Why Take Guitar Lessons

Tom's Guitar Show, early 1990s

Tom's Guitar Show, early 1990s

The most sensible reason to take lessons from a good teacher is that you can save yourself a lot of time. You can spend weeks on a problem, or you can spend a minute. After teaching hundreds of lessons a good teacher will have mastered the ability to recognize problems and can help you address them in a fraction of the time that you would have spent doing so on your own or with someone who is inexperienced or unsympathetic.

Guitar technique isn’t a mysterious art. There are reasons why we do what we do. I want students to understand the reasons for holding the guitar at a certain angle, the physiology behind various hand motions, and the physics of guitar strings when they’re struck. This approach has served me well over the years. Almost every student I've had has improved tremendously through this process.

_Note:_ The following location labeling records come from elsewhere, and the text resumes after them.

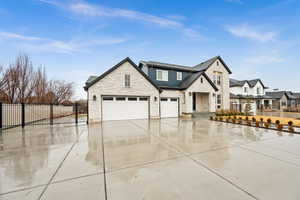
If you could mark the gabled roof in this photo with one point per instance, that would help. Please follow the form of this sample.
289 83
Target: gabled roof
191 79
235 83
205 65
168 66
251 83
186 83
296 94
200 67
92 79
277 94
240 96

Students who study technique methodically have many more options available to them than those who don’t. I like to take every guitar student through Aaron Shearer’s Classic Guitar Technique, Volumes I and II. I can't always talk everybody into studying classical guitar, but I try. I have many anecdotes of helping guitarists solve serious technical difficulties and years of bad habits simply by going through a couple of decent method books. Most of the difficulties one experiences on the guitar have troubled other guitarists in the past. The Shearer books offer step-by-step instruction with enough appropriate exercises to make the concepts a reality. The process is straightforward: Go through the books page-by-page week-by-week until the student learns how to play the songs without too many technical errors. With that knowledge, other forms of music will become readily available to the student.